After planting your kumquat tree, make sure to wait about two to three months before fertilizing. Then, use a citrus fertilizer following the label instructions. Important: do not fertilize during the winter season.
How Should You Prune These Trees?
Cut away any plant suckers (vigorous vertical growth originating from the root system or lower main stem of a plant) sprouting below the graft bud, as they won't produce fruit. When the tree is very small, pinching off the tips of the shoots will encourage it to branch out. If you want to prune the tree for shaping, do this after the fruit has been harvested but before flowers appear the following spring.
Uses of Kumquat
Kumquats have various purposes, converting them into very versatile flowering plants. First of all, they can be grown in your garden, or also indoors with different care handles for both types of growth situations.
Secondly, they can be eaten and their flavor is... delicious! Let's not forget the fact that kumquats also make cute and great indoor decor to help add more green and fruity looks to your environment. Now let's get to the fun part- what it actually tastes like.

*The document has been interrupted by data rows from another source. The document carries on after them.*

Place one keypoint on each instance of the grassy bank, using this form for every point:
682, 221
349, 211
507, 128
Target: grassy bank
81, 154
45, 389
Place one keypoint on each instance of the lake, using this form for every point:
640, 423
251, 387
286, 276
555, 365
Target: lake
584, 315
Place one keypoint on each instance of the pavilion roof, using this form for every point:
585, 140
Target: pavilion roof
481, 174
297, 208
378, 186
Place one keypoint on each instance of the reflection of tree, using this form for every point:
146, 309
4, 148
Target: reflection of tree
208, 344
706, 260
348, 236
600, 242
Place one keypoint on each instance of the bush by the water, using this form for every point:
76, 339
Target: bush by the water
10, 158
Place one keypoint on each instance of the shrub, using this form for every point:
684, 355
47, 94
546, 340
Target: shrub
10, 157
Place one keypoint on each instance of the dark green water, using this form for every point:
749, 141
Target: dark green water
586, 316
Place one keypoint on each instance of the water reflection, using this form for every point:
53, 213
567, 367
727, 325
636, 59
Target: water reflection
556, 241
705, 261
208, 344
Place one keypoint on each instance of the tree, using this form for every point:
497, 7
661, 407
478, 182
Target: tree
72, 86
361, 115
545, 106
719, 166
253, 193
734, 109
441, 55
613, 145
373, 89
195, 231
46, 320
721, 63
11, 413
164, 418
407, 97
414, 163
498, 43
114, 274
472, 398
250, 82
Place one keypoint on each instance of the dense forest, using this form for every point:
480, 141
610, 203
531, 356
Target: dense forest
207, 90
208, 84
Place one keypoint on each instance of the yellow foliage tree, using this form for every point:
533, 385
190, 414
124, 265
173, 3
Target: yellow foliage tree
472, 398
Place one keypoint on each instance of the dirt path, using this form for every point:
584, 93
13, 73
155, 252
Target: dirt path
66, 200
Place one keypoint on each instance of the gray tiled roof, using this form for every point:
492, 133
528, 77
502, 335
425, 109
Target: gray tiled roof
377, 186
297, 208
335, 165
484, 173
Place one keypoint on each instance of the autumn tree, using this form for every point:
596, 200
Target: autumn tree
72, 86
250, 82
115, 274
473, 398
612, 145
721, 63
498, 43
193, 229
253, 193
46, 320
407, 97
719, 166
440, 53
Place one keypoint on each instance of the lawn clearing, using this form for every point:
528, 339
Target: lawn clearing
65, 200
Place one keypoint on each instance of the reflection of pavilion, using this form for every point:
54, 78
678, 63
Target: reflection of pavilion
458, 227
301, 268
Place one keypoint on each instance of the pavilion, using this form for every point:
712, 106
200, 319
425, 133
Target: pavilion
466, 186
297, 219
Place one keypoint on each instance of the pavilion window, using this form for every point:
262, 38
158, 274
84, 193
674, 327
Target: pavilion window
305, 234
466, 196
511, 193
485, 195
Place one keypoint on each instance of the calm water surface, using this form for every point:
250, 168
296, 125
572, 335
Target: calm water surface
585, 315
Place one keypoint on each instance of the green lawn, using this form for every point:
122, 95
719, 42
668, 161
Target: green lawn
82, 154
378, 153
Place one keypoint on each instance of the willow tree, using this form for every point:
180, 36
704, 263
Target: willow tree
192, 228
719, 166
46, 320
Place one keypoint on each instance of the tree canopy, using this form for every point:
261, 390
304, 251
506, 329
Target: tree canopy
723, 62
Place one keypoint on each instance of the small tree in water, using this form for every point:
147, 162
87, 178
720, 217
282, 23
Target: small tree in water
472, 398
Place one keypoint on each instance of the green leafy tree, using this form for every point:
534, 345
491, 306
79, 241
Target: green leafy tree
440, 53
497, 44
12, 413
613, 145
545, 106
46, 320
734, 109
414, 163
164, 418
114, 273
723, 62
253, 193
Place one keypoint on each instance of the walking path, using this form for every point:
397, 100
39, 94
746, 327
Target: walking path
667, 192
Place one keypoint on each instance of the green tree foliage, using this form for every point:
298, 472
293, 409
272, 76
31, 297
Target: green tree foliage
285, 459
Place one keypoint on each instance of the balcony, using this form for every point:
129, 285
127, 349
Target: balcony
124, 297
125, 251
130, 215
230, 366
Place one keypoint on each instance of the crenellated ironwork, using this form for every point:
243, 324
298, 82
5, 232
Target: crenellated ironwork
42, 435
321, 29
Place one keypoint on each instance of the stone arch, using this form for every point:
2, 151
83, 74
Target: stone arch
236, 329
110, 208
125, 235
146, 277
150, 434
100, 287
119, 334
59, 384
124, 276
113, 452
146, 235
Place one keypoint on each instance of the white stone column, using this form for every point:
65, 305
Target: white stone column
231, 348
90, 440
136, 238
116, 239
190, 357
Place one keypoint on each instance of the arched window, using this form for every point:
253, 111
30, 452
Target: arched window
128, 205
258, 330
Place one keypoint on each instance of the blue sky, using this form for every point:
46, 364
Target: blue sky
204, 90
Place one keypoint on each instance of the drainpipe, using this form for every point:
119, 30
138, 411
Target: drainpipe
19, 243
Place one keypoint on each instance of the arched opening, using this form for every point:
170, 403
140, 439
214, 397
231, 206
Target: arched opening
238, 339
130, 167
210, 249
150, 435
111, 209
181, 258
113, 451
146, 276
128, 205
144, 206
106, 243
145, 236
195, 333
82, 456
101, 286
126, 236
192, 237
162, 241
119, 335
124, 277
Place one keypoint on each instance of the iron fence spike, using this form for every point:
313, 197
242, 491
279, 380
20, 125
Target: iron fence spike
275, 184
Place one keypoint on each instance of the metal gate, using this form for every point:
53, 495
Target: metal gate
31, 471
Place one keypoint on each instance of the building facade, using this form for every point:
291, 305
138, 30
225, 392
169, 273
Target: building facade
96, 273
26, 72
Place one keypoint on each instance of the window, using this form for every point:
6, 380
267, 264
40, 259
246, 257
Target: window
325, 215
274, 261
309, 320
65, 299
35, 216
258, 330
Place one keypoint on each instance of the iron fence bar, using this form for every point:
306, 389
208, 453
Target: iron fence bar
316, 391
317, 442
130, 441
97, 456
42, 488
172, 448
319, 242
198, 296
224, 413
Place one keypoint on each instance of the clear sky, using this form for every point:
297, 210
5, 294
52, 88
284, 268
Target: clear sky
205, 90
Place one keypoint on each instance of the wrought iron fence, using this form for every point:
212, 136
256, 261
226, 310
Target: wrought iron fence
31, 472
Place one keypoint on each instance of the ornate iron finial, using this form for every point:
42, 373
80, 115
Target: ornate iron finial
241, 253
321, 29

Kumquat Edible Fruit with a Delicious Citrus Taste
Kumquats are commonly enjoyed raw and eaten whole as a sweet-tart snack. They can appear as part of a holiday spread, providing decoration for the table and a fruity palate cleanser. The fruit is also frequently sliced or left whole and candied for a tasty addition to desserts or drinks. Similar to oranges, kumquats can be pureed or juiced. Peeling isn't necessary, but you will need to strain out the little seeds.

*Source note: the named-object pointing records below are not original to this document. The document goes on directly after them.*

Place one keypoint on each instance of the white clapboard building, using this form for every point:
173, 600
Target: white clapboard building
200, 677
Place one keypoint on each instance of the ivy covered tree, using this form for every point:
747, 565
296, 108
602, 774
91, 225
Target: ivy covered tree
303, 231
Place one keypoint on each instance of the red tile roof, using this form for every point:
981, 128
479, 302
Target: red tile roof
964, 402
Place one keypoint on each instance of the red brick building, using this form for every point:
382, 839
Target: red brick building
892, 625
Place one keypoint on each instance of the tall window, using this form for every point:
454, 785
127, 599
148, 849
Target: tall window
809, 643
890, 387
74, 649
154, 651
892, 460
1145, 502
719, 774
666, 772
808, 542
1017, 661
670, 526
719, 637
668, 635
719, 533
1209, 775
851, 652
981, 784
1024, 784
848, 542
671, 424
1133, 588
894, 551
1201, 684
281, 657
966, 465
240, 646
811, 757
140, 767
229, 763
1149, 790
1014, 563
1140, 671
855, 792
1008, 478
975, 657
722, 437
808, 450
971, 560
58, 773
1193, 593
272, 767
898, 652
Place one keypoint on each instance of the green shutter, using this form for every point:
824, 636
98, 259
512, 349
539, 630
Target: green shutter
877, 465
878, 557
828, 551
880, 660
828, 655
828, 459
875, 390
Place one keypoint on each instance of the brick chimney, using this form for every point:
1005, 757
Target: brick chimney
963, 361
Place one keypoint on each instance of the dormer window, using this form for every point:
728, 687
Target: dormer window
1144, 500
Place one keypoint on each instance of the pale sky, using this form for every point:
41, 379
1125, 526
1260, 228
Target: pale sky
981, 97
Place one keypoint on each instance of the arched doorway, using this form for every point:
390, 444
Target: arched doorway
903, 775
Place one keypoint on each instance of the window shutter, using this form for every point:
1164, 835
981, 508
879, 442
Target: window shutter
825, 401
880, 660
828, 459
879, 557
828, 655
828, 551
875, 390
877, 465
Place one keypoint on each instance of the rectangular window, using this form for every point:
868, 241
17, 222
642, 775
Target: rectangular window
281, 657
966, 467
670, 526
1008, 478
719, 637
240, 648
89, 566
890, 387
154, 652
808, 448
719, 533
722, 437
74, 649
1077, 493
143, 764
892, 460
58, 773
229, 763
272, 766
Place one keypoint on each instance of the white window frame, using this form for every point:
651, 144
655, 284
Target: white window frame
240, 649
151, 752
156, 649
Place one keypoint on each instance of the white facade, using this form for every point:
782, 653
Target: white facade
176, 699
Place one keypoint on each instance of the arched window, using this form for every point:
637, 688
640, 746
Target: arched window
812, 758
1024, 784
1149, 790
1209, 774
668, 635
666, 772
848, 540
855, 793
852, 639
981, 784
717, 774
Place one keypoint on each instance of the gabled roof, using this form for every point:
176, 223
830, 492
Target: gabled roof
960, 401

What Do Kumquats Taste Like?
Kumquats taste somewhat like oranges. Their delicate peel is sweet rather than bitter, and the flesh has a sharp tart and sour flavor. A juicy, sensitive inside may be found underneath the soft, slightly chewy exterior. Depending on the fruit's ripeness and variety, the tartness level fluctuates.
The Decorative Magnificence of Kumquat Trees
I love how tidy this plant is – the waxy green leaves, and the small, plump, oval-shaped fruit. The Kumquat is used widely in Christmas decor and also during the Chinese New Year. The Kumquat takes the houseplant effect a few steps further – the pop of orange is so pretty and unexpected.
Types of Kumquats
Some popular kumquat varieties include:
- Citrus japonica 'Nagami' is the most popular type of kumquat. The deep orange fruit is oval in shape and has two to five seeds.
- Citrus japonica 'Meiwa' is larger than 'Nagami', has sweeter pulp and juice and is nearly seedless.
- Citrus japonica 'Marumi' has small, round, very juicy fruit with a thick yellow-orange rind.
- Citrus japonica 'Centennial Variegated' is a compact kumquat variety that grows 7 to 10 feet tall. It has variegated white and green foliage, and the fruit is streaked with orange and red when ripe.
Common Pests Found in Kumquat Trees
Kumquats are susceptible to root rot diseases in poorly drained soil and areas prone to flooding. You can prevent this by selecting a planting site with sharp drainage and not overwatering.
Are you up to trying kumquat fruit? Get your hands on track and grow one of these beauties at home!